The existence of an adequate alternative forum depends upon whether or not an alternative forum is “so clearly inadequate or unsatisfactory that it is no remedy at all. This requirement is generally satisfied if the defendant is amenable to service of process in the alternative forum.” Creative Tech., Ltd. v. Aztech Sys. Pte., Ltd., 61 F.3d 696, 701 (9th Cir.1995) (quotation marks and citations omitted). Amenability to service of process, however, is not the only determinant of a forum’s adequacy.

The foreign court’s jurisdiction over the case and competency to decide the legal questions involved will also be considered. See Cheng v. Boeing Co., 708 F.2d 1406, 1410 (9th Cir.1983). We make the determination of adequacy on a case by case basis, with the party moving for dismissal bearing the burden of proof. See Lueck v. Sundstrand Corp., 236 F.3d 1137, 1143 (9th Cir.2001) (“[T]he burden of showing the existence of an adequate alternative forum is the defendant’s.”) (citation omitted).

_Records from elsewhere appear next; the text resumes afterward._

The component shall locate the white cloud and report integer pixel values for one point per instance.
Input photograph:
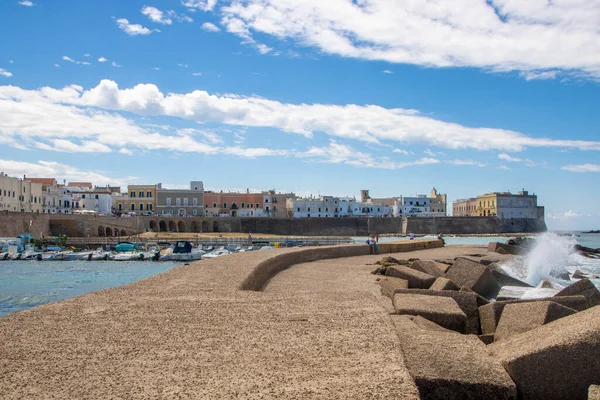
(367, 123)
(467, 162)
(59, 171)
(156, 15)
(506, 157)
(582, 168)
(133, 29)
(535, 37)
(204, 5)
(69, 59)
(210, 27)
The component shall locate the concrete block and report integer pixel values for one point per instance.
(583, 287)
(504, 279)
(444, 311)
(558, 360)
(465, 300)
(389, 284)
(473, 276)
(490, 314)
(448, 365)
(416, 279)
(430, 267)
(444, 284)
(522, 317)
(594, 392)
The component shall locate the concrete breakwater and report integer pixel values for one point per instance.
(12, 224)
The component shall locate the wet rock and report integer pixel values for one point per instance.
(558, 360)
(444, 311)
(416, 279)
(522, 317)
(473, 276)
(448, 365)
(389, 284)
(583, 287)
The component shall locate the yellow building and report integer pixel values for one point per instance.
(140, 199)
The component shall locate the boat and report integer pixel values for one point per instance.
(184, 250)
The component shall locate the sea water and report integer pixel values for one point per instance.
(26, 284)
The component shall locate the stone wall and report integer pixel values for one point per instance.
(13, 224)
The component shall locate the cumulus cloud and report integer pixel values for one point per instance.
(204, 5)
(537, 37)
(210, 27)
(133, 29)
(367, 123)
(582, 168)
(154, 14)
(60, 171)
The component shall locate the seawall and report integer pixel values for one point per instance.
(13, 224)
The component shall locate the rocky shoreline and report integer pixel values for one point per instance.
(468, 331)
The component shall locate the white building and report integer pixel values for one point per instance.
(321, 207)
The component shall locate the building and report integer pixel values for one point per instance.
(319, 207)
(20, 195)
(499, 204)
(464, 208)
(181, 202)
(235, 204)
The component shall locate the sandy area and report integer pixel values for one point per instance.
(319, 330)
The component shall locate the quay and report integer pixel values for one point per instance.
(193, 332)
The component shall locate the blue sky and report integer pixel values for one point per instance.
(315, 97)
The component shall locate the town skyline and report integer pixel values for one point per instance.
(476, 97)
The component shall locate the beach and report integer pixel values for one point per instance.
(318, 330)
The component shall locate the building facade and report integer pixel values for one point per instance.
(181, 202)
(20, 195)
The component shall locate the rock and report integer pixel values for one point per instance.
(522, 317)
(490, 314)
(504, 279)
(430, 267)
(466, 301)
(487, 339)
(444, 311)
(473, 276)
(444, 284)
(558, 360)
(416, 279)
(447, 365)
(502, 248)
(389, 284)
(481, 301)
(583, 287)
(578, 274)
(594, 392)
(521, 293)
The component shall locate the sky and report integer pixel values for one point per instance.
(315, 97)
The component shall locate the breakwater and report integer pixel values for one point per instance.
(12, 224)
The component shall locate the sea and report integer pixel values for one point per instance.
(26, 284)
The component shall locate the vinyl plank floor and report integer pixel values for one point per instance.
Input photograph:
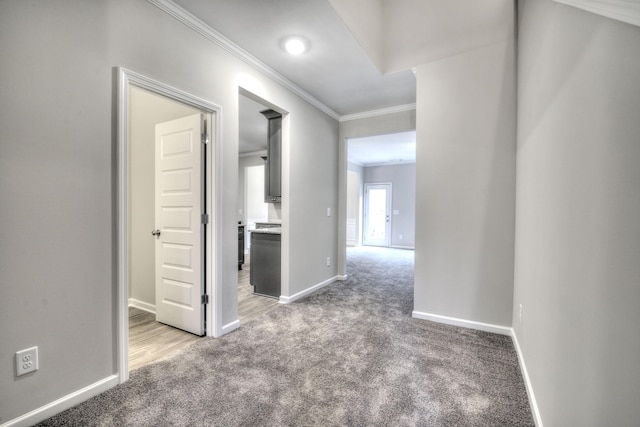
(150, 341)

Both parties conceded at oral argument that appellees’ amenability to service is not in question. Service would be possible, albeit at some expense and delay, under procedures set forth in the Hague Convention. See Convention on the Service Abroad of Judicial and Extrajudicial Documents in Civil and Commercial Matters, Nov. 15, 1965, 20 U.S.T. 361, 658 U.N.T.S. 163 (setting forth procedures). Furthermore, under Cheng, the amenability issue may be resolved by inquiring whether the German court system has the jurisdiction and competence to hear Leetsch’s claim. See 780 F.2d at 1410-11. As Leetsch himself stated, the German court has jurisdiction over this matter. The German court would be more competent than a United States court to hear the claim because of its familiarity with the German language and the governing German law. The trial court correctly determined that the German court offered an adequate alternative forum.

IV

Despite the jurisdiction and competence of the German courts and appellees’ stated amenability to proper service, Leetsch argues that because the district court declined to impose conditions retaining jurisdiction and providing for return jurisdiction over appellees, Germany would be an inadequate forum. Leetsch is attempting to require appellees to: (1) agree that each is a proper party to suit in Germany; (2) waive any objections to the personal or subject matter jurisdiction of the German courts; (3) waive the statute of limitations; (4) consent to service of [1104]*1104process in Germany; and (5) waive any objection if Leetsch asked a U.S. court to enforce any German judgment against them. Leetsch cites Robinson v. TCI/US West Communications Inc., 117 F.3d 900, 908 (5th Cir.1997), which holds that failure to impose a return jurisdiction clause was a per se abuse of discretion. Robinson’s bright line test, however, is not controlling in this circuit and, in fact, contradicts the Supreme Court’s observation that forum non conveniens determinations have “repeatedly emphasized the need to retain flexibility.... [E]ach case turns on its facts.” Piper Aircraft Co. v. Reyno, 454 U.S. 235, 249, 102 S.Ct. 252, 70 L.Ed.2d 419 (1981) (quotation marks and citation omitted).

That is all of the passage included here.